The second kind of application "provides for the introduction of generic versions of previously approved branded drugs." Ethypharm S.A. France, 707 F.3d at 227. The "generic manufacturer may submit an Abbreviated New Drug Application ("ANDA") to the FDA." Id. (citing 21 U.S.C. § 355(j)). "A drug that follows the ANDA pathway seeks to rely on research conducted by a third party - - the maker of the listed drug - - in order to meet the approval requirements." Watson Labs., Inc. v. Sebelius, No. 12-1344 (ABJ), 2012 U.S. Dist. LEXIS 185685, 2012 WL 6968224 at, *2 (D.D.C. Oct. 22, 2012). Under the ANDA process, "the generic manufacturer [may] incorporate efficacy and safety data submitted to the FDA in the NDA for a branded drug, so long as the generic drug is shown to be bioequivalent to that branded drug." Ethypharm S.A. France, 707 F.3d at 227. The applicant must file information that shows, inter alia, the labeling of the generic drug is the same as that of the listed drug. AstraZeneca LP vs. Apotex, Inc., 633 F.3d at 1045-46 (citing 21 U.S.C. § 355(j)(2)(A)(v)). 8
8 The FDA-approved brand [*16] name drug is the "reference listed drug." ViroPharma, Inc. v. Hamburg, 777 F. Supp. 2d 140, 143 (D.D.C. 2011). It therefore does not appear that B. Braun could be its "own RLD" as suggested in the Holdren e-mail.

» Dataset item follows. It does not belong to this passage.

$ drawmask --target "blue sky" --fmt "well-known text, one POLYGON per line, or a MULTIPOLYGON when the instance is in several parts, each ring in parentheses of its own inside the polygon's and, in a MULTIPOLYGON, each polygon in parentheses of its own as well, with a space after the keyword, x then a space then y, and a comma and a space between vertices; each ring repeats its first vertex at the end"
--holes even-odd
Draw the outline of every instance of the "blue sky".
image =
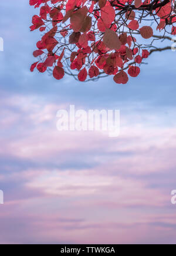
POLYGON ((29 71, 38 10, 0 9, 0 243, 175 243, 176 52, 154 53, 127 85, 57 81, 29 71), (70 104, 120 109, 120 136, 60 134, 70 104))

The third kind of application is based on 21 U.S.C. § 355(b)(2) (§ 505(b)(2) of the FDCA). Ethypharm S.A. France, 707 F.3d at 227 (referring to § 505(b)(2) of the Food, Drug, and Cosmetics Act ("FDCA"), codified at 21 U.S.C. § 355(b)(2)). This kind of application has been referred to as a "paper NDA." AstraZeneca LP v. Breath Ltd., No. CV08-1512 (RMB/AMD), 2013 U.S. Dist. LEXIS 49375, 2013 WL 1385224 at, *2 (D.N.J. Apr. 3, 2013) (referring to a "'505(b)(2) application,'" as a "'paper NDA.'") (citing AstraZeneca LP v. Apotex, Inc., 633 F.3d at 1045 & 21 U.S.C. §§ 355(b)(2)). Under the § 505(b)(2) procedure, "a drug manufacturer may file an NDA for a drug that is not entirely new but is not simply a generic version of a branded drug." Ethypharm S.A. France, 707 F.3d at 227. The applicant provides certain information that allows it to avoid preclinical and human studies necessary to achieve a full NDA and shows the drug's approval will not infringe a valid patent. Id. This § 355(b)(2) pathway is consistent [*17] with B. Braun's undisputed facts based on the Stolarick Declaration discussed above regarding the manner in which the FDA approved its heparin flush product. The facts further show the RLD holder of heparin sodium is Baxter Healthcare.

The undisputed facts do not support Plaintiff's argument that B. Braun filed a full NDA under § 355(b). B. Braun may have filed an NDA but it was without supporting clinical and other information demonstrating the heparin flush product was safe and effective. The Court therefore concludes the undisputed facts show B. Braun's heparin flush product was approved pursuant to the "505(b)(2) paper NDA" application process under 21 U.S.C. § 355(b)(2) as B. Braun contends. The Court further concludes, however, Plaintiff's claims are not preempted based on Mensing. B.Braun has not shown based on clear authority that its heparin flush product is a generic drug or that it was required to "match" the Baxter Healthcare label in all respects regarding its product. Defendants are not entitled to summary judgment based on preemption of Plaintiff's claims.